When dealing with a known crowd, I think roles should mostly be assigned, but we didn’t know most of these folks so it was luck of the draw.

The guy who wound up in charge of the Ministry of Shelves (the colonizer-controlled funding agency for the libraries on Library Island) was an academic library type who thought this was his big chance to run The Institute of Museum and Library Services his way or something.

Well, he was totally unprepared for the volume of need he faced from the numerous library staff, community organizers, and stakeholders scattered throughout the game and got overwhelmed trying to assess funding requests and disburse funds.

So first he tried to establish a grant cycle – “Funding applications will only be accepted in Spring of year 2 and disbursed in fall of year 2”, etc – but he still got more overwhelmed, because this deadline caused a higher volume of funding applications.

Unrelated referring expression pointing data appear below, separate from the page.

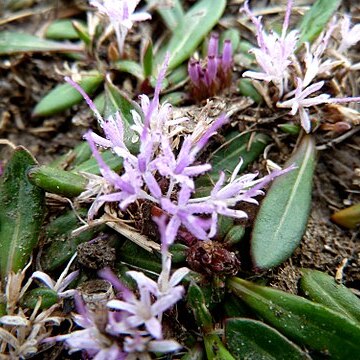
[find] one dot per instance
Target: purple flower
(91, 339)
(349, 37)
(121, 15)
(183, 214)
(62, 283)
(300, 102)
(144, 310)
(216, 75)
(274, 52)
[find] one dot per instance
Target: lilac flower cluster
(209, 80)
(132, 327)
(129, 327)
(282, 67)
(121, 15)
(156, 161)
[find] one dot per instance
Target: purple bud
(213, 44)
(193, 71)
(211, 68)
(227, 55)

Also a wealthy (in-game) stakeholder threatened they would get him in-game fired and got their pet project funded out of cycle, which didn’t go over well.

So the guy closed the Ministry and wouldn’t accept any more requests until he could “figure out a process”…

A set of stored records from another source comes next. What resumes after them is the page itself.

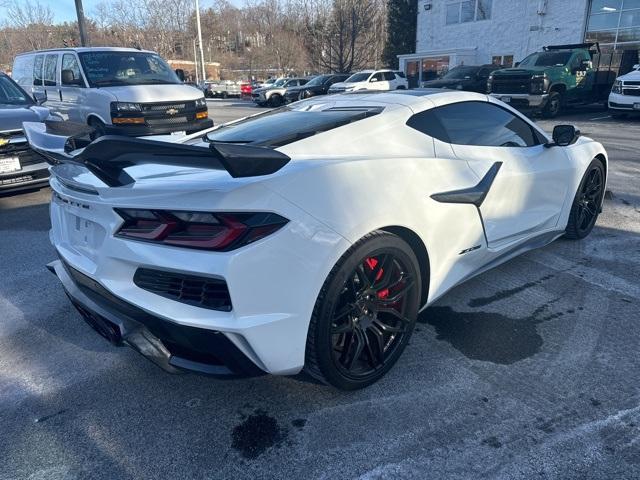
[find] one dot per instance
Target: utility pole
(195, 58)
(204, 72)
(81, 25)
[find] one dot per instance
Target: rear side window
(285, 125)
(475, 123)
(50, 70)
(70, 63)
(23, 70)
(37, 70)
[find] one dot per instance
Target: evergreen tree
(401, 30)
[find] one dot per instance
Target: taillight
(204, 230)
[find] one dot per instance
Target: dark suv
(470, 78)
(316, 86)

Before this closure, the branch heads had approached the Ministry seeking permission to create an interlibrary loan system so the few Indigenous language books in the collections could better find their way to speakers of the Indigenous language “Verbalese”. When the Ministry closed, they decided that they didn’t need ministerial permission to do this, and didn’t really need ministerial funding, so they just did it anyway.

Then, a Verbalese community organizer decided to, well, organize. She rounded up all the Verbalese speakers and sympathizers, even recruited some of the staff from the library branches in the game, and literally staged a protest on the steps of the Ministry. (We had the Ministry up on the little stage in our program room, so there were actually steps). We had about 20 people chanting “Hey hey, ho ho, the Ministry has got to go” for real.

This was right around the time that a game event happened; a natural disaster or external upset that the players have to adapt to.

The three game events I added were:

  • a bookworm infestation at one of the branches, so they had to discard their entire collection and start over (no funding is provided to deal with this);
  • a flood that permanently closed one of the poor branches, sending all those folks to the wealthy neighborhood branch;
  • and for the coup de grace, we had a regime change where the new government passes a law forbidding the Ministry from funding any services focused on the Verbalese minority.

Now ideally, this forces the grant seekers to be creative and figure out ways to keep building services for the Verbalese without overtly saying that that’s what they’re doing. However, because this happened after the Ministry had already closed its doors and in the presence of an active protest, the minister basically quit and left. The protesters stormed the Ministry and seized all the stockpiled resources to use for their programs and services.

It was beautiful. This all happened in less than 90 minutes.